What's the difference between unit tests, integration tests, and how do you measure coverage?
Quick Answer
A **unit test** verifies a single function/class in isolation, typically mocking its dependencies, and should run fast (milliseconds) and deterministically. An **integration test** verifies multiple components working together (a real database, a real HTTP call to another service), catching issues unit tests with mocks can miss (wrong SQL, a misunderstood API contract) at the cost of being slower and sometimes flakier. **Coverage** (via `coverage.py`/`pytest-cov`) measures what percentage of code lines/branches actually executed during tests — a useful signal for finding untested code, but not a proxy for test quality by itself.
Detailed Answer
Unit tests: isolated, fast, deterministic
from unittest.mock import Mock
def calculate_total(cart, tax_service):
subtotal = sum(item.price for item in cart)
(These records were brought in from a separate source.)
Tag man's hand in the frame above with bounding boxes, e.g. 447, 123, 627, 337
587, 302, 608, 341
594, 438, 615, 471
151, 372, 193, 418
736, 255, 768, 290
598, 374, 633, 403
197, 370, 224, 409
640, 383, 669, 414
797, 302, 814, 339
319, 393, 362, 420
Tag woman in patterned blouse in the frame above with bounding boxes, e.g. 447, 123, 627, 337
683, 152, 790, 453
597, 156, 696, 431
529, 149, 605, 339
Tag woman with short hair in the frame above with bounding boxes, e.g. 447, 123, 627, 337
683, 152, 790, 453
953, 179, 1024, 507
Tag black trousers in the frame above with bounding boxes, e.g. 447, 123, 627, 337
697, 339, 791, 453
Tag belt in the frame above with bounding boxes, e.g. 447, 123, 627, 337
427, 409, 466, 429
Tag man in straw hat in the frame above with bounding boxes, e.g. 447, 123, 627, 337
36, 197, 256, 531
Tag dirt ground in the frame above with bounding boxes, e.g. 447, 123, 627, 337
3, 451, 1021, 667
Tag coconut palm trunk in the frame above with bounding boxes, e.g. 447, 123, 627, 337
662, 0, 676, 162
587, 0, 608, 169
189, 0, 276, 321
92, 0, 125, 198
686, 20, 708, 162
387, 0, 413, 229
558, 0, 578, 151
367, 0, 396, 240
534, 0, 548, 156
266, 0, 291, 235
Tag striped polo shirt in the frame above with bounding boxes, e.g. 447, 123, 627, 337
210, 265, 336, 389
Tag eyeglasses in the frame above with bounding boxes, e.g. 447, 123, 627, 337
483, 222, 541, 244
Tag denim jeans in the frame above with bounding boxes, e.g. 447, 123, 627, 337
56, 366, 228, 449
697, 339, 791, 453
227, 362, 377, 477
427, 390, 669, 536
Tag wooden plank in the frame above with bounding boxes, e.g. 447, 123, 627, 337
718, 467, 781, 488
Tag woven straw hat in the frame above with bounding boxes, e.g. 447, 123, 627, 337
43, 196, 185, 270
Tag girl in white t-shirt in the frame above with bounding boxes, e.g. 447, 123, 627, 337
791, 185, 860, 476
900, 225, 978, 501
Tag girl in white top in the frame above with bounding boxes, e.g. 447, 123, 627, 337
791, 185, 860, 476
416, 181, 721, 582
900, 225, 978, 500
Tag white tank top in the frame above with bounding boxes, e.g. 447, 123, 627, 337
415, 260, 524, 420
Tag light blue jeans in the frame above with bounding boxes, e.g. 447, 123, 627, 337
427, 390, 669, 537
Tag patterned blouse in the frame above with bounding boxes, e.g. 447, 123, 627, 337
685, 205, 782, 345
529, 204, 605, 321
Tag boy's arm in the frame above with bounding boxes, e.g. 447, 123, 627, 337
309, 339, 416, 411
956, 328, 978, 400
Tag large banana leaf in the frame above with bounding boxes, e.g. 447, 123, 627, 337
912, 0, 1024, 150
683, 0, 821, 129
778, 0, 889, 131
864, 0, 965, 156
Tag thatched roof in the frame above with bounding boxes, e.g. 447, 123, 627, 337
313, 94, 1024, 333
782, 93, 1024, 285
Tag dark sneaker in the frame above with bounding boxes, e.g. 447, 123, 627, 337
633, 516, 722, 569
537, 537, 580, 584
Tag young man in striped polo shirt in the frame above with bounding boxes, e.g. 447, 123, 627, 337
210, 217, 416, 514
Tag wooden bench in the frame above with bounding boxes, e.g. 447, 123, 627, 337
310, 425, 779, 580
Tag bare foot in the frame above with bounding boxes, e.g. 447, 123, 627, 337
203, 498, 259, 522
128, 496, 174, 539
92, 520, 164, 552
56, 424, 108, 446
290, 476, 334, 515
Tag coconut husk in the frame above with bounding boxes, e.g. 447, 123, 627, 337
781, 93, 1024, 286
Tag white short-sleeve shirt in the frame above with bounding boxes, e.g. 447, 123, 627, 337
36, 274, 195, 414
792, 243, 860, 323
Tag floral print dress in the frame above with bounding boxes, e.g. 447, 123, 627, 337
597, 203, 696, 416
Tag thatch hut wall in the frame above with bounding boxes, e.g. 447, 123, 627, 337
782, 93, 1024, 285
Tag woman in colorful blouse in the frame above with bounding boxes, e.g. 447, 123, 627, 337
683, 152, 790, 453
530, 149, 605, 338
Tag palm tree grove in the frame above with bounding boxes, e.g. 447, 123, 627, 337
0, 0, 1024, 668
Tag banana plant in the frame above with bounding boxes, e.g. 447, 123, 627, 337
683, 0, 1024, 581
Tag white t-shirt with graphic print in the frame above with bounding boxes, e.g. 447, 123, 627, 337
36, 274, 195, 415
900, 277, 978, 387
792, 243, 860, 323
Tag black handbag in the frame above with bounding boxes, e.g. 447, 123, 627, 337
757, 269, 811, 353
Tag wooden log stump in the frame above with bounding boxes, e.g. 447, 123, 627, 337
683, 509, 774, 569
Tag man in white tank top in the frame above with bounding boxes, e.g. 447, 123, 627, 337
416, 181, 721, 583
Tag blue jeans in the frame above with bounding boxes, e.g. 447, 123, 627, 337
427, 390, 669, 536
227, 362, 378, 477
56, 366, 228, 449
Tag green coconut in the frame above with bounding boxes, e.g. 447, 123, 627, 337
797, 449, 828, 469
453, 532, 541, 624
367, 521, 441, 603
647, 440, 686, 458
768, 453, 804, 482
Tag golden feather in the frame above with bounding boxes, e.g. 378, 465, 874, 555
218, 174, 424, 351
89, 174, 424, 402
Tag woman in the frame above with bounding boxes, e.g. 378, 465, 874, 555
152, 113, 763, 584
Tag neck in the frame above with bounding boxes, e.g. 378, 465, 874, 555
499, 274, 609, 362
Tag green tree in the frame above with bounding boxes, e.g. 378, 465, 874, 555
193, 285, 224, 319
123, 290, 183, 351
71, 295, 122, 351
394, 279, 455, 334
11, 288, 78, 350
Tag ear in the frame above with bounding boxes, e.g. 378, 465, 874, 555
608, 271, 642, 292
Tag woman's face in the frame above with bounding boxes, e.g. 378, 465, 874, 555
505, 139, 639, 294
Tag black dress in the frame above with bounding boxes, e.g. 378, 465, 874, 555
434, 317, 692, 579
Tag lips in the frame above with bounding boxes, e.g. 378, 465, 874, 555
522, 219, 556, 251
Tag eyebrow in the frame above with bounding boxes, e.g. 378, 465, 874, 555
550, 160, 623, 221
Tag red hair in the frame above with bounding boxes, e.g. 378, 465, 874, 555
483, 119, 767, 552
return subtotal + tax_service.calculate_tax(subtotal)
def test_calculate_total():
tax_service = Mock()
tax_service.calculate_tax.return_value = 8.0
cart = [Mock(price=50), Mock(price=42)]
assert calculate_total(cart, tax_service) == 100.0 # 92 + 8, using the mocked tax
tax_service is mocked, so this test verifies calculate_total's own
logic in complete isolation — it runs in milliseconds, never touches a
network or real tax-calculation service, and fails only if
calculate_total itself has a bug (not if the real tax service is down).
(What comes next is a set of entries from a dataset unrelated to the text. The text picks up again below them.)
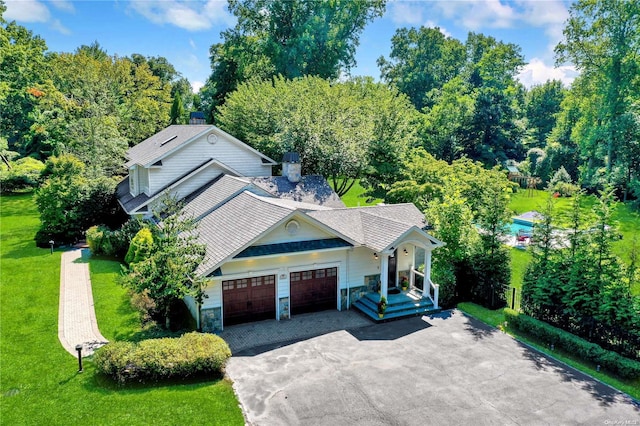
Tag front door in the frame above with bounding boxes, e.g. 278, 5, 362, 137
387, 250, 398, 288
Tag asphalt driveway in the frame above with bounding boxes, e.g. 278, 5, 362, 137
227, 310, 640, 426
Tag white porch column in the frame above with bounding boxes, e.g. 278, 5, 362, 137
380, 253, 389, 299
424, 250, 431, 284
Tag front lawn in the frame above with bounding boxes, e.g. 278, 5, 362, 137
458, 303, 640, 400
330, 181, 383, 207
0, 195, 244, 425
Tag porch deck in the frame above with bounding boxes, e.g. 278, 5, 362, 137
352, 289, 440, 322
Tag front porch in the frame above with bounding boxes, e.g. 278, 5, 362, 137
352, 240, 440, 322
352, 289, 440, 322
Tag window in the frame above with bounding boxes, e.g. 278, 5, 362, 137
129, 167, 138, 195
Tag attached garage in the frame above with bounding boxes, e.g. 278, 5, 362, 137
290, 268, 338, 315
222, 275, 276, 325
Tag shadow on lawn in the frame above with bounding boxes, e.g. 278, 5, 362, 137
85, 373, 226, 394
518, 342, 640, 412
464, 315, 500, 340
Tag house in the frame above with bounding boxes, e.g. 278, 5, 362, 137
117, 125, 443, 331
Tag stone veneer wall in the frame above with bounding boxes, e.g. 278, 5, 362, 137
200, 308, 222, 333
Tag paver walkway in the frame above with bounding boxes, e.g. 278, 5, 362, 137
58, 249, 108, 356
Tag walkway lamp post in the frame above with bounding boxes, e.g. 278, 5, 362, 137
76, 345, 82, 373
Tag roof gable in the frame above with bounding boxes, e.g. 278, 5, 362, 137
308, 203, 435, 251
251, 175, 345, 208
126, 124, 276, 167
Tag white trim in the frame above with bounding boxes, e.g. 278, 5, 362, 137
230, 240, 353, 263
380, 225, 445, 253
142, 124, 278, 167
202, 204, 361, 275
286, 261, 342, 274
212, 269, 280, 284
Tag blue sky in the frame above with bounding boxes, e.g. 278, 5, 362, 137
4, 0, 577, 91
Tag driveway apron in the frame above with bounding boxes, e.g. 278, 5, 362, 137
227, 310, 640, 426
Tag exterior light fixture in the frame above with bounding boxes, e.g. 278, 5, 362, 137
76, 345, 82, 373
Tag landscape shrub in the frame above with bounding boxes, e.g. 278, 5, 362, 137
124, 228, 153, 264
85, 219, 143, 259
94, 332, 231, 384
85, 225, 110, 254
129, 290, 156, 326
504, 309, 640, 379
0, 157, 45, 194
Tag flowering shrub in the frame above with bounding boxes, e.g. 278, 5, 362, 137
378, 296, 387, 314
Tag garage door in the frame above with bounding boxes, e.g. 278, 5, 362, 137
222, 275, 276, 325
290, 268, 338, 314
Integration tests: real components, real contracts
def test_tax_service_integration(real_tax_service):
# uses the ACTUAL tax service (or a realistic test double, e.g. a test DB)
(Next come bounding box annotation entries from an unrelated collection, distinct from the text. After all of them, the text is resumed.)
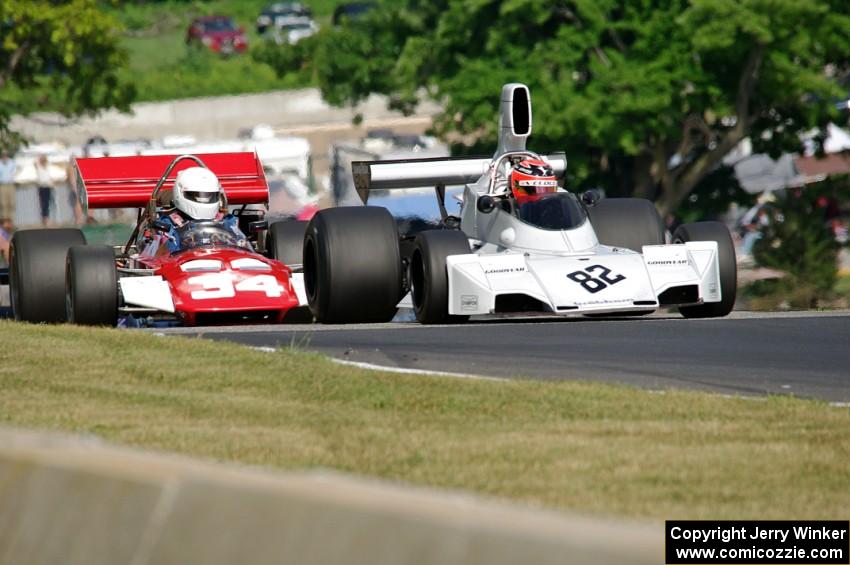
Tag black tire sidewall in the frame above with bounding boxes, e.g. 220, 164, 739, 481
409, 230, 470, 324
303, 206, 402, 323
673, 222, 738, 318
65, 245, 118, 326
9, 229, 86, 323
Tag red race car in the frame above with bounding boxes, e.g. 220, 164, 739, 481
186, 16, 248, 55
9, 153, 312, 325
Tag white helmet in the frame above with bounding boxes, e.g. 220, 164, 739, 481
172, 167, 221, 220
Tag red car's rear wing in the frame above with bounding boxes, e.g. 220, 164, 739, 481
74, 152, 269, 210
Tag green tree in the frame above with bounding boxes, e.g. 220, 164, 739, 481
754, 185, 844, 308
0, 0, 134, 148
266, 0, 850, 212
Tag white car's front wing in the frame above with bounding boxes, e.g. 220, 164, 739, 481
446, 241, 721, 315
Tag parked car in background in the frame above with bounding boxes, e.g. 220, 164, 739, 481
257, 2, 315, 35
331, 2, 378, 26
186, 16, 248, 55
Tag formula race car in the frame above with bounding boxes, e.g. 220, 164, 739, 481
9, 153, 312, 325
304, 84, 737, 324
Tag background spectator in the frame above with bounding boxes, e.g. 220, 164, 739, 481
0, 218, 12, 266
0, 149, 16, 230
35, 155, 53, 226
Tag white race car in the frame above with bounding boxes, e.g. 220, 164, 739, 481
304, 84, 737, 324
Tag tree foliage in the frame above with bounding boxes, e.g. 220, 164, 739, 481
754, 182, 847, 308
0, 0, 134, 148
266, 0, 850, 212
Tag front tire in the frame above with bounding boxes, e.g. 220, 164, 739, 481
673, 222, 738, 318
65, 245, 118, 326
588, 198, 664, 253
303, 206, 402, 324
9, 229, 86, 323
409, 230, 470, 324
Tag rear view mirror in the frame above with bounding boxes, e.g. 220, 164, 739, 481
581, 188, 602, 206
248, 220, 269, 233
475, 194, 496, 214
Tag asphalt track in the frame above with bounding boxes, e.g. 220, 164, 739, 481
152, 312, 850, 403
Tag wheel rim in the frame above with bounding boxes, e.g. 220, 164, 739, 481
65, 258, 77, 324
9, 247, 21, 321
410, 251, 426, 312
302, 236, 318, 304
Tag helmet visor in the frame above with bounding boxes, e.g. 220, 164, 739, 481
183, 190, 218, 204
515, 178, 558, 194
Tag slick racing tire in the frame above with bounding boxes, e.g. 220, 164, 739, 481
266, 220, 307, 265
673, 222, 738, 318
9, 229, 86, 323
409, 230, 470, 324
588, 198, 664, 253
303, 206, 402, 324
65, 245, 118, 326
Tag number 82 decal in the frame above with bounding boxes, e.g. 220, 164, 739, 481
186, 273, 284, 300
567, 265, 626, 294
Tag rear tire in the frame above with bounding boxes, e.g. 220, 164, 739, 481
303, 206, 402, 324
409, 230, 470, 324
266, 220, 307, 265
673, 222, 738, 318
9, 229, 86, 323
65, 245, 118, 326
588, 198, 664, 253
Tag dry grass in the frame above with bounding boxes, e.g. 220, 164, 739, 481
0, 322, 850, 519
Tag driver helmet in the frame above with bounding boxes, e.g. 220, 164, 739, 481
172, 167, 221, 220
510, 158, 558, 204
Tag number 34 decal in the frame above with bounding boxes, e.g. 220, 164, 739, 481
186, 273, 284, 300
567, 265, 626, 294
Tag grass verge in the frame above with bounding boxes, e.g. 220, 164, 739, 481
0, 321, 850, 519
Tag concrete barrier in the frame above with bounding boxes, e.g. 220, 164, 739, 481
0, 429, 663, 565
11, 88, 439, 144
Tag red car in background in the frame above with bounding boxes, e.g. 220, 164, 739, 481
186, 16, 248, 55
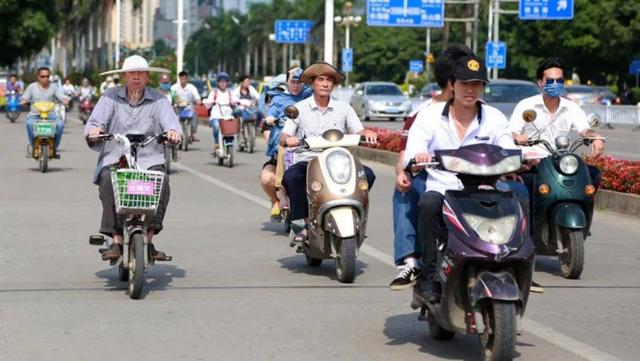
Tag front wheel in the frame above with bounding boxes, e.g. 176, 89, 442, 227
479, 300, 516, 361
558, 229, 584, 279
336, 237, 357, 283
129, 232, 144, 300
40, 144, 49, 173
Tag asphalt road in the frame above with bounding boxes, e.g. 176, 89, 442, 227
0, 113, 640, 361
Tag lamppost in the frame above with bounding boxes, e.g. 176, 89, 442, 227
333, 1, 362, 86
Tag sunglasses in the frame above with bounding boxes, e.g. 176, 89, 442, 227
546, 78, 564, 85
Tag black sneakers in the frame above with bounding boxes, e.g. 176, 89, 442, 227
389, 265, 422, 291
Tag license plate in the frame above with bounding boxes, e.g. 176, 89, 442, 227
35, 123, 53, 136
127, 180, 154, 196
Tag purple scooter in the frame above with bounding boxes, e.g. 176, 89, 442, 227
411, 144, 535, 360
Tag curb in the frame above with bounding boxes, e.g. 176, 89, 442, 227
355, 147, 640, 218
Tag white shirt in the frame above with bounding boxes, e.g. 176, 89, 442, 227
509, 94, 591, 155
204, 88, 238, 119
171, 82, 200, 105
404, 102, 517, 194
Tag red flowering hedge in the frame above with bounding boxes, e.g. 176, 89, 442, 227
367, 127, 640, 195
585, 156, 640, 194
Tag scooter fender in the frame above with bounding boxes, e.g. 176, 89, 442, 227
552, 203, 587, 228
324, 206, 358, 238
469, 271, 522, 307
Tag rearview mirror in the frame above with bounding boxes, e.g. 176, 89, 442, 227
284, 105, 300, 119
522, 109, 538, 123
587, 113, 600, 128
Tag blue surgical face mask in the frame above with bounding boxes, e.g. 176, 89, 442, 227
542, 82, 564, 98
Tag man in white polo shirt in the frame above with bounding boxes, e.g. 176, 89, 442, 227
404, 55, 516, 302
509, 57, 604, 190
280, 61, 377, 242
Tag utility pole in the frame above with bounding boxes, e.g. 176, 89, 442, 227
324, 0, 333, 63
115, 0, 121, 68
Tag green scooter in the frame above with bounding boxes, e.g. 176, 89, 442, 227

result = real_tax_service.calculate_tax(100.0)
assert result == 8.0 # verifies the REAL contract, not an assumed mock behavior
If the unit test's assumption about tax_service.calculate_tax's
behavior is wrong (e.g., it actually returns a Decimal, not a float,
or takes different arguments), the unit test won't catch that — only an
integration test exercising the real dependency will. Integration tests
are slower and sometimes flakier (network, timing, external state), so
they're typically run less frequently (e.g., in CI, not on every local
save) and in smaller numbers than unit tests.
The testing pyramid: why the mix matters
/\
/ \ <- few end-to-end / integration tests (slow, high confidence)
/----\
/ \ <- some integration tests
/--------\
/ \ <- many unit tests (fast, cheap, run constantly)
/____________\
A healthy suite has many fast unit tests giving quick feedback on logic correctness, and a smaller number of integration/end-to-end tests verifying that the pieces actually fit together correctly — relying on only one type leaves a real gap: all-unit-tests-with-mocks can pass while the real integration is broken; all-integration-tests is prohibitively slow and hard to debug when something fails.
Measuring coverage
pytest --cov=myapp --cov-report=term-missing
Name Stmts Miss Cover Missing
--------------------------------------------------
myapp/services.py 42 3 93% 57-59
myapp/models.py 18 0 100%
Coverage tools instrument the code being tested and report which lines (and, with branch coverage, which conditional branches) actually executed during the test run — the "Missing" column pinpoints exactly which lines have zero test coverage, a good starting point for finding untested code paths.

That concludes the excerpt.